Lost in the shuffle are two questions that make these calm issues—discussed in the offices of high-priced lawyers and perhaps over gin and tonics at the club—absolutely ridiculous.
Question 1: Who ever heard of an agreement that would prohibit the purchaser from exercising the usual rights of management? If the purchaser is that frightening, should the deal even be considered?
Question 2: Haven’t the best publishers—and editors and reporters and photographers—always “interfered” with the editorial product? The best haven’t told the staff to go easy on China, as some fear Rupert Murdoch would do.
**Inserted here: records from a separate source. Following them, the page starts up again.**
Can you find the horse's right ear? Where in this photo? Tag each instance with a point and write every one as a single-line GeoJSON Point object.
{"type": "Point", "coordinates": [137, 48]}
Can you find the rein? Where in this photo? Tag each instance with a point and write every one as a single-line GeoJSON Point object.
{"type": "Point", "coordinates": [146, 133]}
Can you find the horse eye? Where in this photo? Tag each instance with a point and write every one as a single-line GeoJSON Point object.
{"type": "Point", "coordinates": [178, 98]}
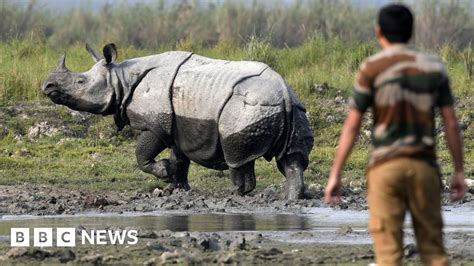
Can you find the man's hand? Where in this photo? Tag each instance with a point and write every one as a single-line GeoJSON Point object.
{"type": "Point", "coordinates": [332, 193]}
{"type": "Point", "coordinates": [457, 187]}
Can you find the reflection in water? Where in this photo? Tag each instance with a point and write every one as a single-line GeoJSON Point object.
{"type": "Point", "coordinates": [313, 219]}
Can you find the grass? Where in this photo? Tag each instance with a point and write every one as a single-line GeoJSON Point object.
{"type": "Point", "coordinates": [89, 154]}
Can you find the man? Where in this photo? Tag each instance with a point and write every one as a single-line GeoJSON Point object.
{"type": "Point", "coordinates": [403, 87]}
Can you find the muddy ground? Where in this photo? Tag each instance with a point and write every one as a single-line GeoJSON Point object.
{"type": "Point", "coordinates": [155, 247]}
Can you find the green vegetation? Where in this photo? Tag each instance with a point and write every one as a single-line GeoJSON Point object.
{"type": "Point", "coordinates": [308, 45]}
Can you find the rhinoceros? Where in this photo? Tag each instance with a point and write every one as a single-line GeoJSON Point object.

But they certainly stepped in and critiqued a headline or suggested an investigative project–and they certainly mucked around in the newsroom budget. (As I understand it, Murdoch would have the right—obviously—to set the budget numbers, which makes all this talk of independence ridiculous.)
From the sidelines, I worry, as many others do, that Murdoch will ruin a wonderful newspaper. But I also wonder if the owning family has stopped to consider just how ridiculous it is to try to prevent an owner from exercising the usual rights of ownership—particularly from the newspaper whose editorial page is the spokesman for American capitalism.